After 30 years in New York, artist Valeska Soares made the decision last year to leave her adopted home and return to São Paulo, the city of her youth. The reasoning behind the move was nuanced. Her mother, an accomplished artist herself, was now in her 90s, and the pandemic had heightened a desire for proximity to her family. Plus, living and working in a brownstone split into her studio and home for decades, Soares felt for the first time that perhaps she was getting a bit too comfortable. 

The artist, whose works poetically engage minimalist and conceptualist strategies to investigate memory, emotion, and loss, began the task of moving decades-worth of her work and life. 

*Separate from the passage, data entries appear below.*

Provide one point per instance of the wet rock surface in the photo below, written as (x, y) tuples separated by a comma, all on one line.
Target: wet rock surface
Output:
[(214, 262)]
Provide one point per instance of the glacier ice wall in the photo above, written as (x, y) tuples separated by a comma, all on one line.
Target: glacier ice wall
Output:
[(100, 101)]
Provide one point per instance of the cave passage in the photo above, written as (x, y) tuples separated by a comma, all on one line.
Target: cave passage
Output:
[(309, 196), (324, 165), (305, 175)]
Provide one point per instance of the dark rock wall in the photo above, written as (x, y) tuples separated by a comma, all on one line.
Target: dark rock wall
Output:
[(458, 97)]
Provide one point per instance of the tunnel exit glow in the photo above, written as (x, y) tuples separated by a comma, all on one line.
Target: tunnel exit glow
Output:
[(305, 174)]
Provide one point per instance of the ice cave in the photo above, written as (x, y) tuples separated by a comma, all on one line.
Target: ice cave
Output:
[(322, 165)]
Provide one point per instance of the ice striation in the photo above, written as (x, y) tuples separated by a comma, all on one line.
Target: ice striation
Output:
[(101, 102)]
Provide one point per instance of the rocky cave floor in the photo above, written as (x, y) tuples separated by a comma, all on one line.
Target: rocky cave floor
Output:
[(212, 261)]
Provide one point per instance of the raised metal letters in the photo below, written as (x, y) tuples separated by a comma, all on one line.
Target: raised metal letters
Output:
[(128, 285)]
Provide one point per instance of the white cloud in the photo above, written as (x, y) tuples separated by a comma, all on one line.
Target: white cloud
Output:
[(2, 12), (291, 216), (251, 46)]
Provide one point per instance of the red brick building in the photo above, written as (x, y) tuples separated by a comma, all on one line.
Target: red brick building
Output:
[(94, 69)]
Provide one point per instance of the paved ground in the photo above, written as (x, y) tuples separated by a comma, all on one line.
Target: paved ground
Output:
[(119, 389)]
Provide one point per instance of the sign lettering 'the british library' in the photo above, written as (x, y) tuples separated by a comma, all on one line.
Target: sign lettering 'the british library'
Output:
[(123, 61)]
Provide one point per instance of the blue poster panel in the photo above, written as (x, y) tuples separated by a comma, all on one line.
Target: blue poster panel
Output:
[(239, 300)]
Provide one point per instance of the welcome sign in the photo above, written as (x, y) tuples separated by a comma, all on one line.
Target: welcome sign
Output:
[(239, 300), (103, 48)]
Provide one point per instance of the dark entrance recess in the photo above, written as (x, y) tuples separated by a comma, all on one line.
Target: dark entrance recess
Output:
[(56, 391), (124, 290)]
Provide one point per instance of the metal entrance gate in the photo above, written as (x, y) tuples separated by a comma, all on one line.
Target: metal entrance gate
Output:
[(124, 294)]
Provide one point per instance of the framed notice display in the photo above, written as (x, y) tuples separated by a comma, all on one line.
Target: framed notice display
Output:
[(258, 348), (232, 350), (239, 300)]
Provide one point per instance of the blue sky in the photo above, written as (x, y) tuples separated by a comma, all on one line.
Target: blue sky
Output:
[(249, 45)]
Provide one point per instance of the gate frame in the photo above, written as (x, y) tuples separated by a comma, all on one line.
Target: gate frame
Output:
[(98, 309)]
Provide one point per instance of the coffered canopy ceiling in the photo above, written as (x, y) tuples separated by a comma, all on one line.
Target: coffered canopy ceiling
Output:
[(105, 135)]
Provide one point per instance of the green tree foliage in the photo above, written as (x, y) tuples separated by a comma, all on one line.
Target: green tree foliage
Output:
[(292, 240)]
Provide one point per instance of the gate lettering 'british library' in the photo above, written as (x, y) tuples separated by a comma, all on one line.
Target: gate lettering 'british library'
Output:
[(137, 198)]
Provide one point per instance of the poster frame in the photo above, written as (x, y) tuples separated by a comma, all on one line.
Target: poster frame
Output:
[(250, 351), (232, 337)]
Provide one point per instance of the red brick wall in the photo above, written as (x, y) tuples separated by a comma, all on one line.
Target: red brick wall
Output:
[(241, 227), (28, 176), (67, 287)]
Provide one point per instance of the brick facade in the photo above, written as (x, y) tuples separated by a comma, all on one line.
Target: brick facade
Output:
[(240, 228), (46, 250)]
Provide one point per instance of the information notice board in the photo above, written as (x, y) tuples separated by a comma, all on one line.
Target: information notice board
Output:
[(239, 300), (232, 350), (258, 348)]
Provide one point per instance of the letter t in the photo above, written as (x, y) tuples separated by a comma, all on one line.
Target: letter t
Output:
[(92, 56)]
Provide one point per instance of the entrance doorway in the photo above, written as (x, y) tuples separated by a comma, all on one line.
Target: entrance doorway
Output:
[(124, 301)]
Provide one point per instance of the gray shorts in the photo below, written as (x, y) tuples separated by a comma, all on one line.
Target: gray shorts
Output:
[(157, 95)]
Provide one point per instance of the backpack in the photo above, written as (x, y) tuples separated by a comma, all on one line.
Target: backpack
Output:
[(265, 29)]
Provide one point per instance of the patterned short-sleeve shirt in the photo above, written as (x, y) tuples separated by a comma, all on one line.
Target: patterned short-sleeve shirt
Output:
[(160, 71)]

Moving even a few blocks can be a trying undertaking; Soares’s move was of colossal scope, with shipping containers filled with her paints, archives, works in progress. Even amid the move, Soares continued working. In January of this year, she opened the exhibition “Broken Year” at New York’s Alexander Gray Associates, which explored the passage of time during the pandemic. 

Amid the studio upheaval, we caught up with Soares in São Paulo, as she was awaiting approval of her studio renovations and preparing work for the upcoming Lyon Biennale

 You recently moved from New York to Saō Paolo. What has that process been like for your studio?

I’m still adapting. Usually, I do research in the studio and when I have a bigger project, like a sculpture, I do that outside the studio. Right now I’m living amid boxes. I’m renovating the studio. I’ve never lived in a building with a board before—so I didn’t know anything about that process of what they let you do, what they don’t let you do. I think they’re probably freaking out about me a little bit.